The new Winery General Permit adopted this week establishes practices that help wineries manage their wastewater. The general permit will benefit both the state and permittees by providing broad, efficient, and consistent coverage for wineries across the state. The permit is scheduled to take effect July 1, 2019. The delayed start gives winemakers time to assess their facilities and develop a compliance strategy that best suits their business.
“We worked closely with local winemakers to develop a permit that provides environmental protection in way that lightens the financial and operational hardship on wineries, especially for smaller wineries,” said Heather Bartlett, Ecology Water Quality Program Manager. “Most of Washington’s wineries already have good practices that protect clean water. This permit will continue that standard of eco-friendly wastewater management as this industry rapidly grows.”

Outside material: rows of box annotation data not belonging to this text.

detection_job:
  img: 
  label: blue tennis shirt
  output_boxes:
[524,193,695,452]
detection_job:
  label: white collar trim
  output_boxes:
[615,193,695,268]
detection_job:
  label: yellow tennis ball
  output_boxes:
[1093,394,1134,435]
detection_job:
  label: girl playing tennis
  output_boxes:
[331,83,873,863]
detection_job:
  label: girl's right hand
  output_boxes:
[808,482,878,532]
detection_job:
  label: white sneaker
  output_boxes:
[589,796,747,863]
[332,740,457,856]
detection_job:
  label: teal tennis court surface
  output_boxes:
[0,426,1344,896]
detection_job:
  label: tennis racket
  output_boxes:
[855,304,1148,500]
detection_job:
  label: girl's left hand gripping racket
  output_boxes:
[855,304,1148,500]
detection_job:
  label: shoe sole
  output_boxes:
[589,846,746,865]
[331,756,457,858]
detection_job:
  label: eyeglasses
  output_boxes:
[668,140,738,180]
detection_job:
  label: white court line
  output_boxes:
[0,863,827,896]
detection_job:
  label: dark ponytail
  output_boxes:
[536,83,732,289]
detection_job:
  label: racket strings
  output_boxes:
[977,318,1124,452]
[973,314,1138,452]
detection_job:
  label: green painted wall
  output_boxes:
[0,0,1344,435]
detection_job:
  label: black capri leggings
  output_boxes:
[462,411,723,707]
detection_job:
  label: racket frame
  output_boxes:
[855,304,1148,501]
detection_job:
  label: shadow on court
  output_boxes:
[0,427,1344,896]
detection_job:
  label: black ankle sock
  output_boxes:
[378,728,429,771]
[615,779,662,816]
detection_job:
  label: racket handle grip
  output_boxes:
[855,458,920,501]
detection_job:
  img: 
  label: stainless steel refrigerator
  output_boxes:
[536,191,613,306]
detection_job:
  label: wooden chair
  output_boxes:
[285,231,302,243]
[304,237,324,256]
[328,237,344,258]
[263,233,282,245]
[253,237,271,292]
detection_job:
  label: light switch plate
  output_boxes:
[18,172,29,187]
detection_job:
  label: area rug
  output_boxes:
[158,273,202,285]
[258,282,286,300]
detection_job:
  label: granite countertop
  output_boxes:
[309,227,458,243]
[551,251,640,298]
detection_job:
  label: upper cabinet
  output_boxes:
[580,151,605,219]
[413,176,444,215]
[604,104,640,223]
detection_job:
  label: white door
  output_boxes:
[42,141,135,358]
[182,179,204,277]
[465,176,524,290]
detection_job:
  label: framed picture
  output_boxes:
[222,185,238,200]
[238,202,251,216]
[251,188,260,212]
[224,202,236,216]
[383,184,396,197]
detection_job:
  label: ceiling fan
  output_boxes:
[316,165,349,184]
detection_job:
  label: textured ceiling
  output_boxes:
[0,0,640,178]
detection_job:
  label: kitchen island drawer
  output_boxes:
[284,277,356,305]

Washington is the second largest wine-producing state in the nation. The byproduct of making wine is a corrosive wastewater that, if not properly managed, can damage soil and crops, kill aquatic life, degrade the infrastructure in wastewater treatment plants, and pull metals from the soil into groundwater that can harm people.
Ecology has worked closely with the winemaking community, stakeholders, and public since 2014 to develop this permit. The permit incorporates the best practices from wineries that already successfully manage wastewater, and time-tested practices from California’s regulations. A guiding principle was to provide flexibility for wineries covered under the permit, and provide options for winemakers to comply. This will allow wineries to manage wastewater in the way that best suits their business.
Wineries may need coverage under the permit if they discharge more than 53,505 gallons of wastewater in a calendar year. Specifically, these wineries will need coverage if they discharge winery process wastewater:
- As irrigation to managed vegetation.
- To a lagoon or other liquid storage structure.
- As road dust abatement.
- To a subsurface infiltration system.
- To an infiltration basin.
- To a wastewater treatment plant.
In the coming year, Ecology will hold workshops to provide guidance to winery representatives about how to apply for coverage, inspect their facilities, document their progress, implement best management practices, and report their monitoring data to the agency.
Learn more at www.ecology.wa.gov/winerypermit. Join Ecology’s winery email listserv for updates.
This permit can be appealed to the Washington Pollution Control Hearings Board within 30 days of becoming effective.